In my first post on contract management, I overviewed some basic features of a C(L)M system, including searchable centralized contract repository, collaborative capabilities, workflow capabilities, monitors, alerts, reporting, and template and clause-based contract creation capabilities. In my second post, I noted that Enterprise Contract (Lifecycle) Management (EC(L)M) offers advanced features beyond basic contract tracking, including collaborative capabilities, workflow capabilities, monitors, alerts, reporting, and template and clause-based contract creation capabilities.

However, I feel I’ve yet to capture the essence of Enterprise Contract Management. An Enterprise Contract (Lifecycle) Management solution is one that captures the holistic view of contract management from the enterprise perspective. It’s a solution that lets you do full Contract Information Management (CIM). Just like a true Supplier Information Management (SIM) solution lets you capture, manage, query, and create initiatives around your supplier information, a Contract Information Management (CIM) solution lets you capture, manage, query, and create initiatives around your contracts and all of the information that pertains to them.

With a true Enterprise Contract (Lifecycle) Management solution, you’re not only managing your contracts, but you’re managing the information that is within the contracts and related to the contracts. It’s being able to not only find the contract for the part you need, but share that information with your sourcing and procurement systems for automated compliance verification of invoices. It’s about being able to not only create standard terms and conditions in your contract templates but being able to annotate them with the reasons therefore.

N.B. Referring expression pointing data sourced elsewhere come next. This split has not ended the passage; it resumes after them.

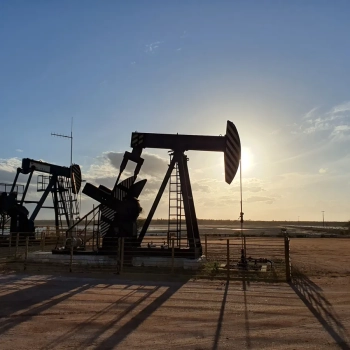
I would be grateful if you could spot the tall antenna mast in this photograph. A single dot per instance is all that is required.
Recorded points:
(243, 247)
(71, 163)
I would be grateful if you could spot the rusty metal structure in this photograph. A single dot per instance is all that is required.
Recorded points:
(62, 182)
(119, 209)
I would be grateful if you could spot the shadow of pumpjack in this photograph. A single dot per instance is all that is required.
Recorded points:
(312, 296)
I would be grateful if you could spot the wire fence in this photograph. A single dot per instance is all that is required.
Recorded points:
(255, 258)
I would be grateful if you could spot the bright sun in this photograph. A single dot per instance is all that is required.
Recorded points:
(246, 158)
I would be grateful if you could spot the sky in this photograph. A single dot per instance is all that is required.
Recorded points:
(280, 71)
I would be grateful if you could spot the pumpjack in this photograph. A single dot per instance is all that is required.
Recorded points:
(119, 207)
(62, 182)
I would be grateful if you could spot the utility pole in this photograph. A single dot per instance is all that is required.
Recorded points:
(71, 163)
(323, 217)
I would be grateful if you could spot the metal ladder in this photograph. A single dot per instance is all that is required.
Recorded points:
(176, 210)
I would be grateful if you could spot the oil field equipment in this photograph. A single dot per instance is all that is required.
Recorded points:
(119, 208)
(64, 184)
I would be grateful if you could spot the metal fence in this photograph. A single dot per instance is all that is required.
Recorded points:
(255, 258)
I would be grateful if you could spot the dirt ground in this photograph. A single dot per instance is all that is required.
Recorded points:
(120, 312)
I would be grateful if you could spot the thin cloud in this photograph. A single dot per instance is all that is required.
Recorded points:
(153, 47)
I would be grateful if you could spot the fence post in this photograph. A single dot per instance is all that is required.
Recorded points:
(71, 254)
(287, 258)
(26, 253)
(10, 242)
(172, 254)
(43, 241)
(228, 259)
(17, 241)
(121, 255)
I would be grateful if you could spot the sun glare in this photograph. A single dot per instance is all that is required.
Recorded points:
(246, 158)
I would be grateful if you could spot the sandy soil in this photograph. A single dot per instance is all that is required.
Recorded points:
(112, 312)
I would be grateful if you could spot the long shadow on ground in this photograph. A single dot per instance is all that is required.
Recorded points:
(45, 293)
(119, 335)
(311, 295)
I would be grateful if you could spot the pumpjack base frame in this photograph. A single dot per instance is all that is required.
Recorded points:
(152, 252)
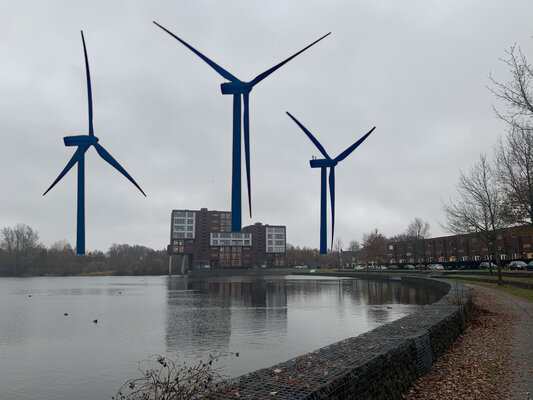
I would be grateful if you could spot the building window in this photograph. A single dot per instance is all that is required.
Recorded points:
(275, 242)
(183, 225)
(231, 239)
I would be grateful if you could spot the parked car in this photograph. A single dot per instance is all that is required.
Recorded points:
(486, 265)
(517, 265)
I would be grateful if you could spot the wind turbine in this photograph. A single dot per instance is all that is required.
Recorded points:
(84, 142)
(323, 164)
(237, 88)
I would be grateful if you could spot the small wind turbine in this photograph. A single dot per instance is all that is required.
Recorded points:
(84, 142)
(237, 88)
(323, 164)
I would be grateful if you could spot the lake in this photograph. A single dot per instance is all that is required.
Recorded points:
(46, 354)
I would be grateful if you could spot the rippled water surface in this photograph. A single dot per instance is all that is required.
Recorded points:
(45, 354)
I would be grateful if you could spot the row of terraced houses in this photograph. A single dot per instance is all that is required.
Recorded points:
(512, 244)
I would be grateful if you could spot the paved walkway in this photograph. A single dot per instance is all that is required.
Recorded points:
(522, 387)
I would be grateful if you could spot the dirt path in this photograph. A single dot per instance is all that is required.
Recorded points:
(492, 359)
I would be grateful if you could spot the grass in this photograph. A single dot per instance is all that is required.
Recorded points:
(493, 277)
(526, 294)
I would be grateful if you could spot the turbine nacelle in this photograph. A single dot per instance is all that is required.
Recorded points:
(323, 163)
(236, 87)
(80, 140)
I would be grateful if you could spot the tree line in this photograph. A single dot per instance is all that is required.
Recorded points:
(497, 191)
(373, 247)
(21, 254)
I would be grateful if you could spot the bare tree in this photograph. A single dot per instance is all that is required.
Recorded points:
(516, 93)
(20, 244)
(374, 247)
(416, 232)
(514, 161)
(514, 153)
(479, 208)
(354, 246)
(417, 229)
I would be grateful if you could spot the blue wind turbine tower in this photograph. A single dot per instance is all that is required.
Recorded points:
(324, 164)
(84, 142)
(237, 88)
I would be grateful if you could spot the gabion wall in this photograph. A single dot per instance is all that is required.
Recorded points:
(380, 364)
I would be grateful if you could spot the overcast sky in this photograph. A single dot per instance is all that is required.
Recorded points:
(417, 70)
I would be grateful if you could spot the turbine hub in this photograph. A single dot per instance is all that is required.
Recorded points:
(236, 87)
(80, 140)
(322, 163)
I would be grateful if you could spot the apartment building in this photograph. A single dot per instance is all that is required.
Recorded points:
(514, 243)
(204, 240)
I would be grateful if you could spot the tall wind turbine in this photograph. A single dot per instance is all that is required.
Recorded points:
(84, 142)
(323, 164)
(237, 88)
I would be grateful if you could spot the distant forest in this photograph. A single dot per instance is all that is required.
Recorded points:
(21, 254)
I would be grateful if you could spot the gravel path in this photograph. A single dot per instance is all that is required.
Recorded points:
(492, 359)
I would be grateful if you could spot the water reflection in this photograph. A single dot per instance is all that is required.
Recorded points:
(270, 319)
(266, 319)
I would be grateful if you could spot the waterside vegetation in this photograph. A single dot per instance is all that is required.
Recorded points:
(21, 254)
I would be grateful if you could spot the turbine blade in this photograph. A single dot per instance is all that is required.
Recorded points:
(310, 136)
(213, 65)
(75, 158)
(89, 91)
(347, 152)
(332, 199)
(247, 149)
(114, 163)
(262, 76)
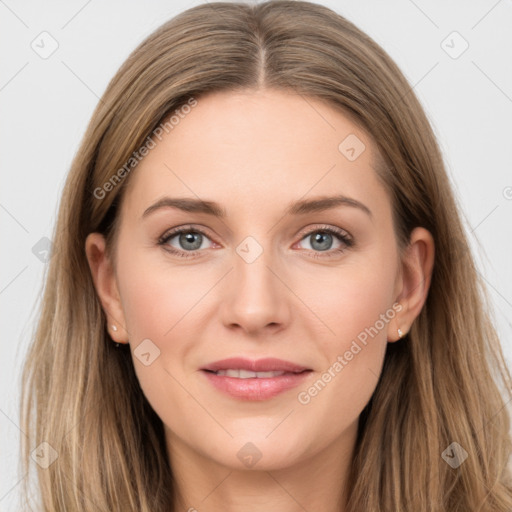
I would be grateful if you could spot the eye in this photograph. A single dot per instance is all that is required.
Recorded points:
(322, 240)
(181, 241)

It’s about being able to determine not only what contracts are about to expire, but what risks you are open to with respect to your current contract base with respect to liability, supply stability, and corporate social responsibility. It’s about being able to drill down from a supplier contract into relevant supplier data and performance metrics to determine compliance. It’s about being able to drill down from your customer contracts to your delivery information to determine delivery statistics. It’s about being able to determine whether or not you are violating any labor regulations with respect to your temporary labor or out of compliance with International Labor Organization standards or Corporate Social Responsibility policies. Its about being able to truly manage your operations off of your contracts, and not just about being able to determine compliance and performance after the fact. After all, you can’t be defined by your contracts if you cannot effectively execute against them.